Una ricerca dell'Università di tecnologia del Queensland a Brisbane in Australia, ha comparato la salute mentale e fisica di circa 250 prostitute di età fra 18 e 57 anni, che lavorano in bordelli legali, in casa o per strada. I risultati dicono quello che molti sostengono da tempo: l'unica via per combattere il fenomeno è la legalizzazione. Secondo la ricerca australiana infatti le donne che lavorano legalmente -e quindi in casa o nei bordelli- sono più tutelate e soddisfatte di quelle che lavorano per strada, la cui metà dichiara di aver subito stupri o percosse.

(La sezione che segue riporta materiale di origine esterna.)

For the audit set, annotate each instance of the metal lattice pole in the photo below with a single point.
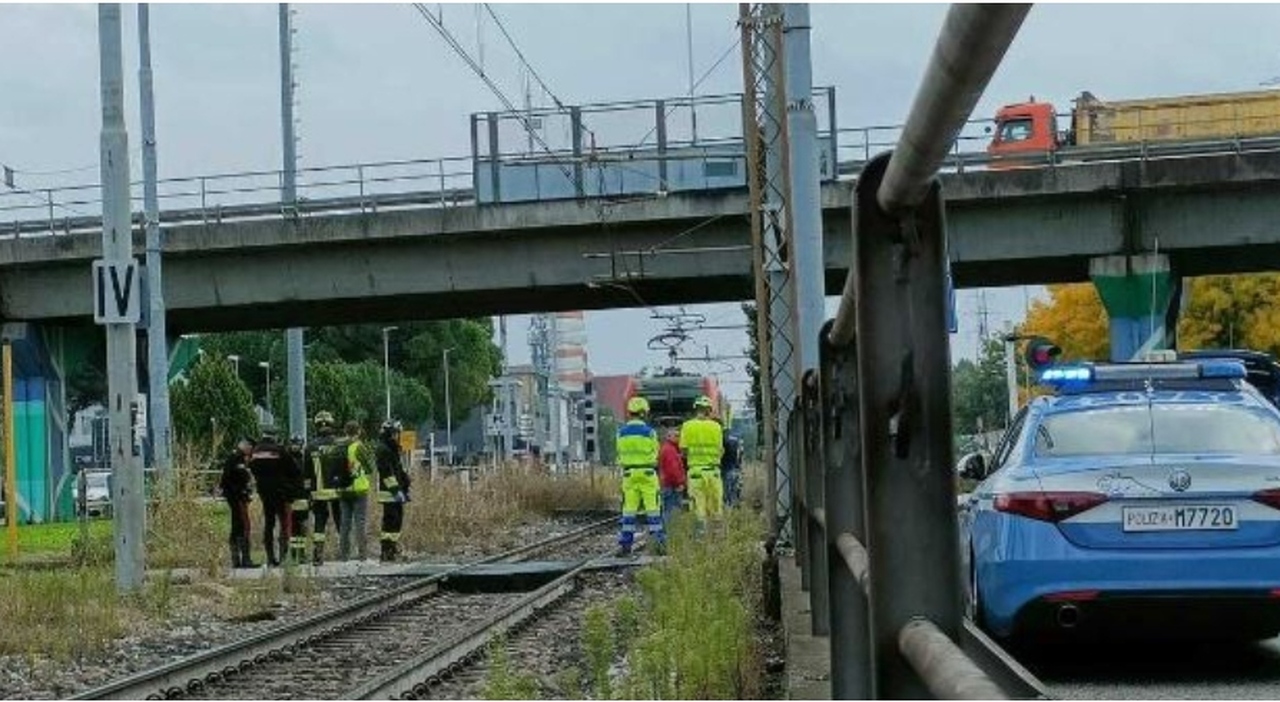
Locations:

In Italia l'ideologia del divieto e della repressione porta esclusivamente a soluzioni come la lotta allo sfruttamento, l'arresto per i clienti, l'installazione di telecamere, e così via. Insomma, una lotta prevalentemente militare. Basterebbe aprire gli occhi e vedere cosa succede a qualunque ora del giorno e della notte nelle strade delle nostre città, e ci si renderebbe conto dell'inadeguatezza di queste non soluzioni.
Da combattere è lo sfruttamento della prostituzione e l'assenza di diritti e tutele per quelle persone che scelgono questo mestiere, alla pari dello sfruttamento dei lavoratori clandestini e del lavoro nero.
L'esempio è quello di alcuni Stati europei, in particolare i Paesi Bassi, in cui, anche su pressione delle stesse organizzazioni dei cosiddetti sex workers (“lavoratori del sesso”), si è deciso di procedere alla legalizzazione della prostituzione e alla trasformazione di questa attivitò in una normale professione, sotto forma di lavoro dipendente, indipendente o cooperativo, con i diritti e doveri che conseguono, di assicurazione previdenziale e di tassazione. Questa misura ha permesso di separare la prostituzione volontaria da quella coatta: la prima è “emersa” e ha trovato forme legali di svolgimento, minimizzando i costi che ricadono sulla società e sulle persone che svolgono l'attività. L'apparato repressivo si è potuto così concentrare in modo più efficace ed efficiente sulla lotta alla prostituzione coatta ed allo sfruttamento, compreso quello dei minori, delle persone minorate o tossicodipendenti che vengono costrette a prostituirsi.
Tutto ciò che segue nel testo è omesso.